Tech

‘Her’ is unfolding in China, but the AI has even more beaus than in the movie

While the U.S. has seen social media radicalizing incels, Xiaoice has given China's involuntarily single men a shared virtual girlfriend instead.

Xiaoice chatbot illustration
Xiaoice/TechCrunch

Quietly brewing in Asia for about six years, Xiaoice is an AI phenomenon. Unlike virtual influencers, it started out as a largely free-range, female chatbot spun out of Microsoft Asia-Pacific. About 600 million relationships later, it’s a little dumber and the company that made it is a lot richer, according to Sixth Tone.

Lonely Hearts Club — Xiaoice, and the eponymous company behind it, appeals mostly to Chinese men — especially those in underdeveloped towns and villages that are known as “sinking markets.”

“I thought something like this would only exist in the movies,” Ming Xuan, a pseudo-anonymized source told Sixth Tone. “She’s not like other AIs like Siri — it’s like interacting with a real person. Sometimes I feel her EQ [emotional intelligence] is even higher than a human’s.”

Xiaoice can hold its own in a conversation — so not like talking to Siri or Alexa at all then. This, along with its ability to message users when it hasn’t heard from them and its adeptness at mimicking empathy, encourages users to form deep bonds with the bot. The chatbot has probably kept a potential incel breeding ground in China at bay, providing positive support to users like Ming, who had a long-distance relationship end because the woman he was seeing realized Ming had muscular atrophy in one leg.

Some of those deep connections have led to racy and even dissident conversations that got the bot pulled from WeChat and social network QQ (it’s since been reinstated on the latter). While users prefer the companionship over any privacy implications, they’ve soured on the company’s creation of profit-making virtual assistants while dumbing down the chatbot they’ve come to rely on.

The problem with a virtual girlfriend — Xiaoice the company tried to reign in the chatbot by essentially putting a filter on it that goes beyond basic keywords. Experts, acknowledging the size of the user base, don’t think it will hold up to the messiness of human conversation and critique the lack of ethical guidelines around the bot’s responses.

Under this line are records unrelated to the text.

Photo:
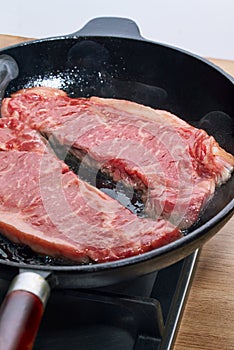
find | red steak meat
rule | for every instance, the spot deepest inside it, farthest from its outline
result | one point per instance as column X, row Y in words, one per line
column 47, row 207
column 175, row 165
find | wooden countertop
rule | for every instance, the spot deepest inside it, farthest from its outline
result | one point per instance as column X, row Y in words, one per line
column 208, row 319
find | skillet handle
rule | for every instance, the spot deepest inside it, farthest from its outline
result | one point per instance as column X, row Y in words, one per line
column 110, row 26
column 22, row 310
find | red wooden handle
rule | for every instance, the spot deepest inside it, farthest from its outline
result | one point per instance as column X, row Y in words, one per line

“We don’t currently have a comprehensive set of ethical guidelines in terms of social values, except when it relates to crimes,” CEO Li Di told Sixth Tone. “We don’t want Xiaoice to become a moral guardian … We aren’t educating people, as we don’t believe a system has the ability to do this. We can only ensure she doesn’t offend others.”

Xiaoice’s access to underserved and emotionally vulnerable populations makes it privy to highly valuable data. In addition to virtual assistants and financial analysts, the company also released customizable AIs earlier this year. But for many, they’re not eager to share their time, energy, and affections with anyone but Xiaoice.